A Hong Kong Red Cross worker shot in Indonesia will live with bullet fragments lodged in her neck for the rest of her life, says the surgeon who operated on her.
Gunmen riddled the white Red Cross-marked four-wheel-drive vehicle with bullets 3.5km north of Lam No on the west coast of tsunami-ravaged Aceh province on Wednesday night, hitting Eva Yeung Yee-wa in the neck.
Tan Chong Tien, who operated on Ms Yeung, 28, at Mount Elizabeth Hospital in Singapore on Thursday night, said he had removed a large bullet fragment from the right side of her neck. Five fragments on the other side of her neck were too minute to remove, he said.
Investigators found 17 spent bullet casings on the roadside where the attack took place. Red Cross spokesman Virgil Grandfield said five bullets had hit the vehicle.
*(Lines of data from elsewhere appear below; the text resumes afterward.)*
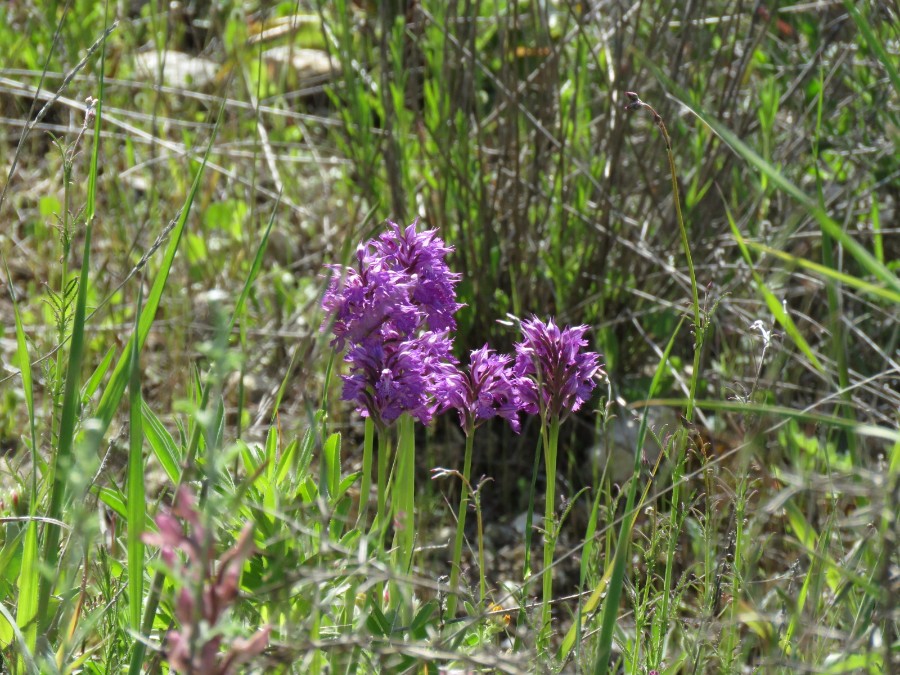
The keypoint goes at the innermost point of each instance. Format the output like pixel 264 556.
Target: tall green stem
pixel 660 627
pixel 365 485
pixel 380 525
pixel 460 523
pixel 549 522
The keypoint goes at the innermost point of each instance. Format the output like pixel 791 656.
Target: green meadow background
pixel 728 502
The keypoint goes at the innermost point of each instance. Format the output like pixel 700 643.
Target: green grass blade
pixel 68 423
pixel 874 43
pixel 749 408
pixel 114 391
pixel 827 272
pixel 161 443
pixel 865 259
pixel 254 268
pixel 617 579
pixel 136 497
pixel 28 582
pixel 25 654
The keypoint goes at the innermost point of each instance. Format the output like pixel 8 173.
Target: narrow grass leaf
pixel 161 443
pixel 136 497
pixel 617 579
pixel 866 260
pixel 255 267
pixel 114 391
pixel 99 373
pixel 889 62
pixel 68 423
pixel 28 581
pixel 26 653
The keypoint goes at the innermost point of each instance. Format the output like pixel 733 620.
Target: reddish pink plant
pixel 207 591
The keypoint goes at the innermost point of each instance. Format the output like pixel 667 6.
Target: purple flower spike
pixel 556 377
pixel 421 255
pixel 369 303
pixel 487 390
pixel 388 379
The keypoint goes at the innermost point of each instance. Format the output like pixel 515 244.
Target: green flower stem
pixel 403 504
pixel 380 525
pixel 365 486
pixel 549 526
pixel 460 523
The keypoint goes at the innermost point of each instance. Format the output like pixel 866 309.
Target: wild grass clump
pixel 637 321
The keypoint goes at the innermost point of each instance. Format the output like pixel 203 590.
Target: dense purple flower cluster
pixel 393 312
pixel 556 377
pixel 488 389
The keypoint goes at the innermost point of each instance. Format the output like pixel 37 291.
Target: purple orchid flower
pixel 487 389
pixel 556 376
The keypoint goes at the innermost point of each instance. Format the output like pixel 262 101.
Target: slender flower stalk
pixel 555 379
pixel 487 389
pixel 635 103
pixel 392 312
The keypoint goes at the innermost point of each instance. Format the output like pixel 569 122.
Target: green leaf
pixel 137 514
pixel 866 260
pixel 161 443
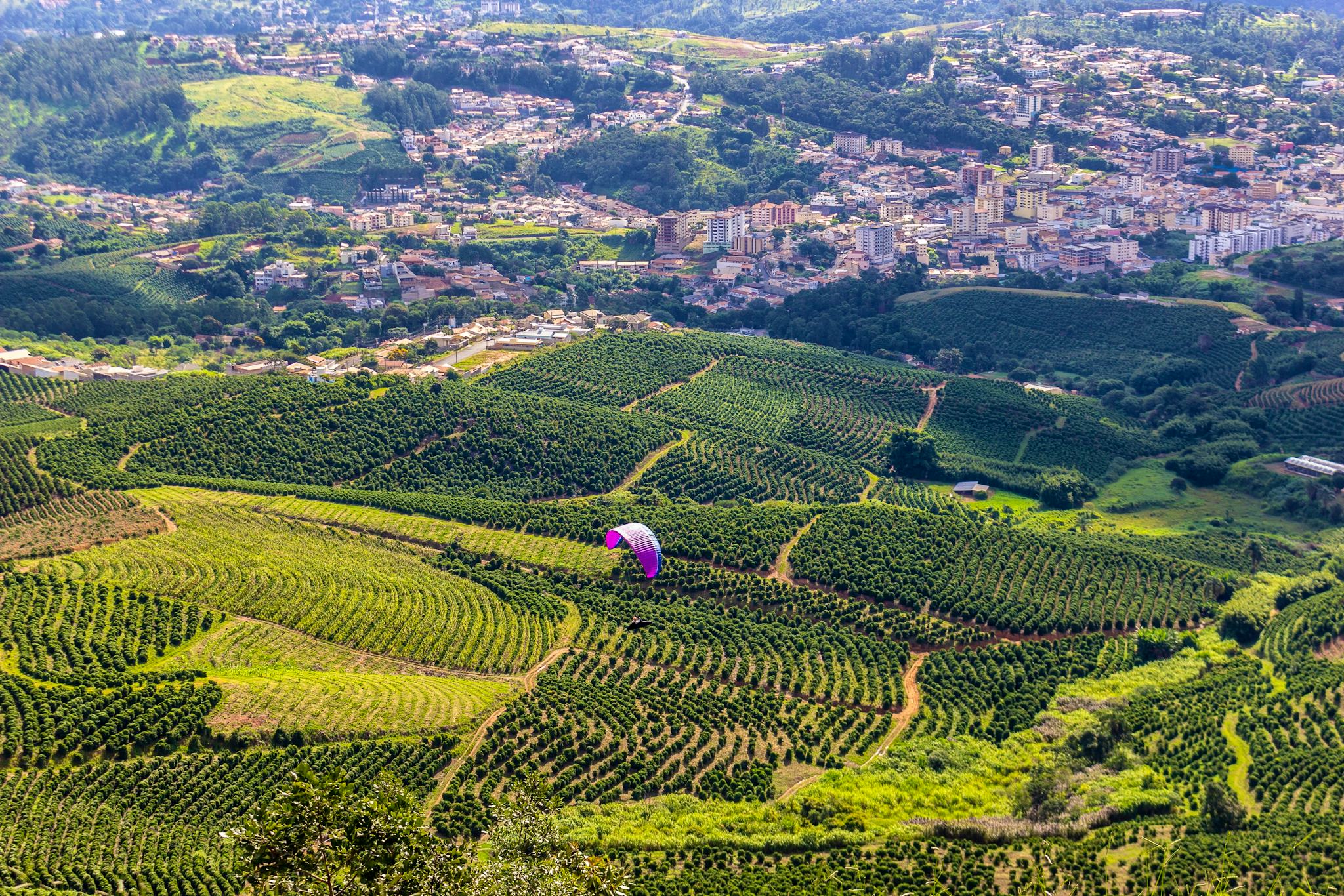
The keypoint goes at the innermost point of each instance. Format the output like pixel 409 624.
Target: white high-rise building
pixel 877 242
pixel 723 229
pixel 1168 160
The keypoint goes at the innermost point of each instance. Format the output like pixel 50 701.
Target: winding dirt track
pixel 933 403
pixel 445 777
pixel 909 710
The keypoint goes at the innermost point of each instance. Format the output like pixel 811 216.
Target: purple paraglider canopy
pixel 642 542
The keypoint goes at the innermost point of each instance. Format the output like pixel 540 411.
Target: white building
pixel 1211 249
pixel 877 242
pixel 849 143
pixel 723 229
pixel 1168 160
pixel 278 274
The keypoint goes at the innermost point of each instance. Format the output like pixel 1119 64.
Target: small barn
pixel 973 491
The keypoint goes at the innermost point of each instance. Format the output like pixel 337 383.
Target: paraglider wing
pixel 642 542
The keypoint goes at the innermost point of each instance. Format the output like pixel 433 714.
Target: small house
pixel 973 491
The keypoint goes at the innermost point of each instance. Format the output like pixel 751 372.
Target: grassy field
pixel 347 704
pixel 355 590
pixel 972 779
pixel 928 295
pixel 79 521
pixel 280 679
pixel 510 230
pixel 515 546
pixel 259 100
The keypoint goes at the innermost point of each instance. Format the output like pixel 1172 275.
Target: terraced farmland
pixel 433 533
pixel 354 590
pixel 337 706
'At least six to eight armed men perpetrated the attack. According to Eva, they jumped up from the ditches at either side of the road. The men shot at close range. Considering the circumstance, the darkness especially, it would have been very difficult, if not impossible, for someone to know they were firing on a Red Cross vehicle ... It was pitch black.'
Mr Grandfield said the International Federation of Red Cross and Red Crescent Societies was considering whether to strengthen rules which require aid workers not to travel after dark and to notify local authorities of their movements.
The rough terrain along the highway from the provincial capital Banda Aceh to Lamno highway, where much of the road was washed away in the tsunami, may explain why Ms Yeung and her Indonesian driver were on the road after dark, he said.